By Christmas of 1933, however, Heidegger was feeling less at home in the role of public National Socialist philosopher than he had expected to be. According to his own account, he spent that winter break coming to a decision: he would
resign the rectorship at the end of the next semester. He did just that, dating his letter of resignation 14 April 1934. After this, he later claimed, he had nothing more to do with Nazism. He even ventured a small rebellion by putting the original
dedication to Husserl back into the 1935 edition of
Being and Time
. The new stance came at a significant cost to himself, he asserted, because he was harassed and spied on by party functionaries from then until the end of the war.

Heidegger hated talking about this period, and none of his own explanations of what happened in 1933 were ever satisfactory. In 1945, he wrote just one short piece dealing with the matter, entitled ‘
The Rectorate 1933/34: facts and thoughts’. There he admitted that he briefly saw the party as offering ‘the possibility of an inner self-collection and of a renewal of the people, and a path toward the discovery of its historical-Western purpose’. But then, he said, he saw his mistake and extricated himself. The message of the essay can be summed up as ‘oops, I didn’t mean to be a Nazi’. It suited Heidegger to make himself sound this naive. When, also in 1945, the French writer Frédéric de Towarnicki weakened Heidegger’s defences with a bottle of good wine before asking him ‘why?’, Heidegger responded by leaning forward and saying, in the tone of someone solemnly confiding a secret,
‘Dummheit.’
He repeated the word again, with emphasis.
‘Dummheit.’
Stupidity. The implication was that his worst failing was unworldliness. He even convinced the ever-generous Jaspers, who after the war referred to the Heidegger of 1933 as a
‘dreaming boy’ — a child caught up in events too difficult for him to understand.

The truth is rather different. For one thing, Heidegger clearly retained Nazi sympathies long after his resignation. In August 1934,
he submitted plans to the Ministry for Science and Education for their proposed philosophical academy in
Berlin, a kind of urban version of the Todtnauberg camps in which teachers and students would live together and pursue ‘scientific work, recreation, concentration, martial games, physical work, walks, sport, and celebrations’, under the guidance of a director and professors who were ‘politically safe’ National Socialists. Heidegger’s submission was rejected, but not for any lack of enthusiasm in his way of presenting it. Two years later, when he travelled to
Rome in 1936 to give a lecture on the poet Friedrich Hölderlin, he still wore a Nazi pin on his lapel, and he kept it there even when he and his part-Jewish former student Karl Löwith took a day off to go sightseeing with their families.
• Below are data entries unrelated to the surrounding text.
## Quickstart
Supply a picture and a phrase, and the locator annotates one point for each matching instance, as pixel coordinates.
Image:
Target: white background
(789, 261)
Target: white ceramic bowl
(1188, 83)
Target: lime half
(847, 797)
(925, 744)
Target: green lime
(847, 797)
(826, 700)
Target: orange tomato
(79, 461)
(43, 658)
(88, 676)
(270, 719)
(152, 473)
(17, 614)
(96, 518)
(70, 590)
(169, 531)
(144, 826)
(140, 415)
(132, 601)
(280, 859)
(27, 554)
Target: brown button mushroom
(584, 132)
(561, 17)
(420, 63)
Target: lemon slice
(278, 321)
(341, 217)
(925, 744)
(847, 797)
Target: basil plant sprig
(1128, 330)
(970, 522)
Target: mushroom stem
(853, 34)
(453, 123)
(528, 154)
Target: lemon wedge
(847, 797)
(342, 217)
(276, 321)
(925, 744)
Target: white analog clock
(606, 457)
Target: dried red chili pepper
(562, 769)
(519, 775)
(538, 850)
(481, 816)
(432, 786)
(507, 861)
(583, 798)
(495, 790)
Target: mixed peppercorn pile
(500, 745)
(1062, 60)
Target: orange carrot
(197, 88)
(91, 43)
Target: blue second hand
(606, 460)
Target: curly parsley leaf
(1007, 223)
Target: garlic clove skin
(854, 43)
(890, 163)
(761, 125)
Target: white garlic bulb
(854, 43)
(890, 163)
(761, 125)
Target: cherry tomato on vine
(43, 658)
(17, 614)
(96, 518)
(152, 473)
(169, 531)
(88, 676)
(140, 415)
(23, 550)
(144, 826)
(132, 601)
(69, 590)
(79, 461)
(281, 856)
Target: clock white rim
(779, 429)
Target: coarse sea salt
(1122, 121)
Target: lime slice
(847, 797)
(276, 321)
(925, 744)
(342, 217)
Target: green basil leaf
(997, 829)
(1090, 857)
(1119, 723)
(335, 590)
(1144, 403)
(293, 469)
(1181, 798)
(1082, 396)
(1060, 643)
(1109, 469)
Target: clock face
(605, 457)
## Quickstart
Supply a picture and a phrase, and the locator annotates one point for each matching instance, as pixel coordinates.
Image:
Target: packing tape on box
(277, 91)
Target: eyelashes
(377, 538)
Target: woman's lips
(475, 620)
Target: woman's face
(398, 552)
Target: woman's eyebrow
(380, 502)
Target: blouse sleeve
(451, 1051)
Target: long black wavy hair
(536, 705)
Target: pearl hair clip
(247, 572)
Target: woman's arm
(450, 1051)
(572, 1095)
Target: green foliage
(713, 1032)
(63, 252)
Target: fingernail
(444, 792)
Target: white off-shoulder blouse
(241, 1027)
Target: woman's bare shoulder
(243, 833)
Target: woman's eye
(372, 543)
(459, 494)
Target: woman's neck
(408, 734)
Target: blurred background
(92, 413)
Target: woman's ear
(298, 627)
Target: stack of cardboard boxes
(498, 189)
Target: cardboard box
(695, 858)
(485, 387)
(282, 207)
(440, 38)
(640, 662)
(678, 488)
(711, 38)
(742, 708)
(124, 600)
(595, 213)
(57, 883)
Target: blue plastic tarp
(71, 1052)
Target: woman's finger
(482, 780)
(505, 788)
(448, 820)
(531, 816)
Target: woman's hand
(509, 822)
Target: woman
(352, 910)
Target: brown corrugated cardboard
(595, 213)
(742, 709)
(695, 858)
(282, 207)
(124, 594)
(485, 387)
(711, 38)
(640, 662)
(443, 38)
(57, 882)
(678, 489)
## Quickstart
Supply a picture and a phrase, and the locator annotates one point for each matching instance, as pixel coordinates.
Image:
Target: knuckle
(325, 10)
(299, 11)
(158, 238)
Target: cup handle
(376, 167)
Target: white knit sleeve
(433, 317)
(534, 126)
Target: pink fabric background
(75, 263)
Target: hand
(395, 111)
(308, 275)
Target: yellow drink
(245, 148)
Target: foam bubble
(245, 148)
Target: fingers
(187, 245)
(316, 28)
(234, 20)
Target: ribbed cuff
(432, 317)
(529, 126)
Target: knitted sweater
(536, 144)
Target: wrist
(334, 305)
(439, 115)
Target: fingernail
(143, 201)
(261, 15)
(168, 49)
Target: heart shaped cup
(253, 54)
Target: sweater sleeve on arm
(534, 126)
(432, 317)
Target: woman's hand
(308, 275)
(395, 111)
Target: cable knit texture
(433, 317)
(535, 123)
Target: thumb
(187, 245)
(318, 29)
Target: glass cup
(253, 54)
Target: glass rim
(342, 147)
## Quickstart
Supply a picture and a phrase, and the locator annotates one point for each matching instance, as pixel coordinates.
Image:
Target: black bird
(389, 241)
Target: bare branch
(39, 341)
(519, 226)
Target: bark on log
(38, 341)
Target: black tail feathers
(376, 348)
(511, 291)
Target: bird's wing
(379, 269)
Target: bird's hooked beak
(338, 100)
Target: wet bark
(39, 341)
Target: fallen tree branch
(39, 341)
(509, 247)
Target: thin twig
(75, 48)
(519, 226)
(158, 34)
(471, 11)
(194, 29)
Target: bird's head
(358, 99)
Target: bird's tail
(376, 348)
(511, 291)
Löwith was disgusted: regardless of Heidegger’s views, it would have been easy for him to remove the badge if only to make his friends feel comfortable.

That was not the only time Heidegger showed a rigid shell — an extreme form of Gabriel Marcel’s ‘crispation’ — in dealing with people. The philosopher Max
Müller, who studied with Heidegger and worked as his assistant, found himself in trouble with the regime in 1937 for writing political articles and working for a Catholic youth group. Freiburg’s vice rector, Theodor Maunz, told Müller that Heidegger had been approached for a report on his student’s politics, and had given him a generally good assessment ‘as a human being, educator, and philosopher’. On the other hand, he had included an observation that Müller had a negative opinion of the state. A single sentence like that meant doom. ‘Go to him,’ Maunz told Müller. ‘Everything else will be fine if he crosses out that sentence.’